PCORI LHS Pilot Community FAQ from Oct 19 + LHS Model Diagram
Q: May we invite other individuals involved or interested in our network to Office Hours calls?
A: Yes, absolutely!
Q: When will we receive feedback on our LOI?
A: A single response to the 11 LOIs will be sent to applicants and posted on the PCORnet Commons during the week of October 30. It will address general themes, strengths and areas for attention or improvement.
Q: Is your role in helping us put together a credible application as a coach? Can you give feedback or direction? Many of us have not put together a LHS before.
A: Yes, that is our role. We will not review your applications; for that there is an eminently qualified independent review committee. We are available for individual and group coaching; we find both are helpful. To schedule, you can use the email@example.com email or email anyone on the Core team directly. We expect many of you will be struggling with the same issues. Our coaching method will be asking more questions than we answer, since your network must go through its own individualized strategic planning process for your network’s particular stage of development, which will affect your choices. So there is no “right” answer; what’s right is what’s right for your particular network.
Q: Is there a central place to find resources so far?
A: Yes, in the PCORnetCommons.org, in the Docs section of the PCORnet LHS Communities group: http://pcornetcommons.org/groups/pcornet-lhs-communities-1766526687/ .
Q: How should we use the Network Maturity Model?
A: Many networks are constellations of networks, anywhere from 4 to 25…. The appreciative inquiry approach recommends starting with emphasizing your respective strengths, so each group within your network might first assess itself then share what assets it can bring to the overall network. Also, within the domains or sub-components of the Maturity Model, we recommend starting with easy problems that you identify first, even if they are less exciting. Or, think about system barriers.
Q: What are your thoughts on the timeline with the two years of PCORI funding, since the development timeline for a learning network is much longer?

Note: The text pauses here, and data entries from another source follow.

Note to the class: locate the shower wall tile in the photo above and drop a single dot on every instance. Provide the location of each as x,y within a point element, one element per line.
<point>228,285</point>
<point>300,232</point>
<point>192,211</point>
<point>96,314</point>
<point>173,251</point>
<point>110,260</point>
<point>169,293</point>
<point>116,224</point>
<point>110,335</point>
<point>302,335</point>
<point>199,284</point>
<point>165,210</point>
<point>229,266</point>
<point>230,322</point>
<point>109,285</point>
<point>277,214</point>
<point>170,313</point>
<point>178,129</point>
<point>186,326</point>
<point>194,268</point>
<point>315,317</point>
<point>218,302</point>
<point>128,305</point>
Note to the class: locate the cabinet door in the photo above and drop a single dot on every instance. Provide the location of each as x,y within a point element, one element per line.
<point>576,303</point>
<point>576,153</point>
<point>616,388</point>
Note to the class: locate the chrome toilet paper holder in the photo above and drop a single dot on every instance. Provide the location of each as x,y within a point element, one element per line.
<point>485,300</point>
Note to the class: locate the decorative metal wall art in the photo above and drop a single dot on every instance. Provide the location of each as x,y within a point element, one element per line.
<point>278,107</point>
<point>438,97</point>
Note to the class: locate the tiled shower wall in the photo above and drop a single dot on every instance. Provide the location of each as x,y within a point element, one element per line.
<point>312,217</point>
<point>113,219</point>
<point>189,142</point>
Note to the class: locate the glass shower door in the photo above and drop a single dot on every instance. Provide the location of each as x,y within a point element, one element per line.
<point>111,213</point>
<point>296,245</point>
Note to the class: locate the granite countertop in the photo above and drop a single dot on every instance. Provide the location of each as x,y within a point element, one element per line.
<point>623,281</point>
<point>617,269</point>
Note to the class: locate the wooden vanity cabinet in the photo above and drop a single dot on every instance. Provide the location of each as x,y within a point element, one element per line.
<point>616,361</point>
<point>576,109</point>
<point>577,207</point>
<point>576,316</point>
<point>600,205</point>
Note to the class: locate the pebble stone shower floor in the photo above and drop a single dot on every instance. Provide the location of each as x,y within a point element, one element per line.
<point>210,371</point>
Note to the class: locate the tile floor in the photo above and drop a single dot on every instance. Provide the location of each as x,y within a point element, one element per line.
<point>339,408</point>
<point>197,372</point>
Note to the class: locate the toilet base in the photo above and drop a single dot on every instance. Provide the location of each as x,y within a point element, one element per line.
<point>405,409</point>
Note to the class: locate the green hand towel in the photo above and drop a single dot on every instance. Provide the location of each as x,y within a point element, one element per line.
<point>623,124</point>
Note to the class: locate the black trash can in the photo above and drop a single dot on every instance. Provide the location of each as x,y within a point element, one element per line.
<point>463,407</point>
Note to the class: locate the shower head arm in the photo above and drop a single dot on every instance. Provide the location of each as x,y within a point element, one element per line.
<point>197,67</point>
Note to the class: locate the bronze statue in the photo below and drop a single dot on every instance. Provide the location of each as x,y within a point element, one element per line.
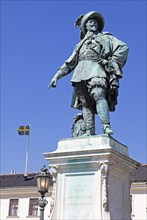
<point>98,60</point>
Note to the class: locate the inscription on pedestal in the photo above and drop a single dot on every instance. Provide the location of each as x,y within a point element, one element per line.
<point>80,197</point>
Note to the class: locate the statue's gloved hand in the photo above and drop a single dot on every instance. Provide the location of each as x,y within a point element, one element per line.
<point>53,82</point>
<point>104,62</point>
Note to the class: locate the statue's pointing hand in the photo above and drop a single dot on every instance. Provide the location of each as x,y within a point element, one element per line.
<point>53,82</point>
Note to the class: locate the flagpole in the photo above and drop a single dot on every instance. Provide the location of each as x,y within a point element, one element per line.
<point>27,155</point>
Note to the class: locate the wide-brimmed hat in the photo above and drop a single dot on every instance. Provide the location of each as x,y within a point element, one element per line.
<point>81,21</point>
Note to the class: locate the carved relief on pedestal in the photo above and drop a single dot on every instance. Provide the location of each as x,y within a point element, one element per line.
<point>53,172</point>
<point>104,169</point>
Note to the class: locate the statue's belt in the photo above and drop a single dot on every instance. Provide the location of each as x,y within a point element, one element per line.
<point>91,58</point>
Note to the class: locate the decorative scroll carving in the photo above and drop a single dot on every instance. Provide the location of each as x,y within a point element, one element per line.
<point>104,169</point>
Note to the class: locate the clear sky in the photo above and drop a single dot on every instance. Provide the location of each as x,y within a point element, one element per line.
<point>36,38</point>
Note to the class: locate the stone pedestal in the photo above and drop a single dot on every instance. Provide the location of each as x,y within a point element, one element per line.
<point>91,179</point>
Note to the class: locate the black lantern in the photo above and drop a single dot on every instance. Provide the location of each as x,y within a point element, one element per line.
<point>43,186</point>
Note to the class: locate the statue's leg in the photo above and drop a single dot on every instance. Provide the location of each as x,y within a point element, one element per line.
<point>88,116</point>
<point>99,94</point>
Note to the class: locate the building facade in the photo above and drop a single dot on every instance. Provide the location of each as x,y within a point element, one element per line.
<point>19,196</point>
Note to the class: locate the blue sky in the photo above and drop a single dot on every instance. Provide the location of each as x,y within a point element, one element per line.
<point>36,38</point>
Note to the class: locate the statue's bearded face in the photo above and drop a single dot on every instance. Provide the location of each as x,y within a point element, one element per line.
<point>92,25</point>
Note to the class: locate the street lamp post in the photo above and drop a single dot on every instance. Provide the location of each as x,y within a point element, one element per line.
<point>43,186</point>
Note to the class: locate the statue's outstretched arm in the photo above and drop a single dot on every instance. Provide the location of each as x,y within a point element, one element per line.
<point>64,70</point>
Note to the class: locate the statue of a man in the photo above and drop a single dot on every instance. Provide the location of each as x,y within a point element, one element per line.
<point>98,60</point>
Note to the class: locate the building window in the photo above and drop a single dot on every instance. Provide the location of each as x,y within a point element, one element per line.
<point>13,207</point>
<point>33,207</point>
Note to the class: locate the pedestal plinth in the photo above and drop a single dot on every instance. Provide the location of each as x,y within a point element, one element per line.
<point>91,179</point>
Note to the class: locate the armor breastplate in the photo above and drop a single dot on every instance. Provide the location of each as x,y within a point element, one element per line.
<point>90,51</point>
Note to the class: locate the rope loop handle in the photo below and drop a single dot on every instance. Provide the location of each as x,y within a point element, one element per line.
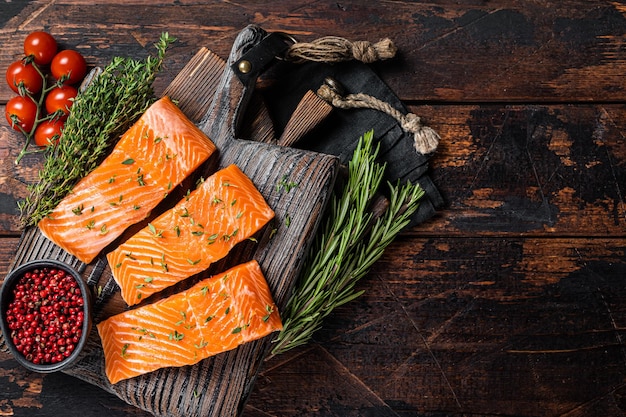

A: The first year is for design. It includes thinking about what matters most to your population and what you want to accomplish, then big, system-level changes you want to test, as well as recruiting and onboarding participating clinical sites, and finally setting up your data system for continuous monthly reporting. In the second year, you will start to run a multi-site collaborative improvement network. [The current version of the Anderson Center Learning Health System Network Model is attached to this post.] We want each of the networks to learn how to do that. In our experience, from the time you bring sites together to the time you would see a change in outcomes is about two years, although you would probably see improvement in process measures sooner. Networks who have gone through this process will be available to help you!
Q: Will each network build its own version of an LHS network?
A: Each network needs to put together its own version of the LHS Network Model. We think about 80% of running a LHS network is similar; and we will be providing tools and you can customize. For example, any agenda for a community learning session would be very similar. And with regard to quality improvement training, we don’t want anybody to have to reinvent how to do it; we have many resources to share with you.
Q: How can PPRNs who are not selected for the pilot continue to participate?
A: Everyone is invited to our Community Learning Sessions twice a year. And we will probably continue to host webinars to share our learning.
Q: Who will be available for coaching?
A: In the Breakthrough Series collaborative model, we call all stakeholders in a network – patients, caregivers, clinicians, researchers – “Faculty.” In addition to the Core team on the Office Hours calls, there will be a good mix of faculty experts available to coach you. We will be sharing a list of faculty and their bios with you in the coming months.
Q: Are there any examples of partnerships among learning networks, especially in rare diseases? Do they have systems and processes that they can share with us?
A: Yes, we are starting to see similarities among rare disease networks and opportunities for problem solving. We can follow up with your network individually. We encourage cooperation with other groups, just because of the complexity of the infrastructure.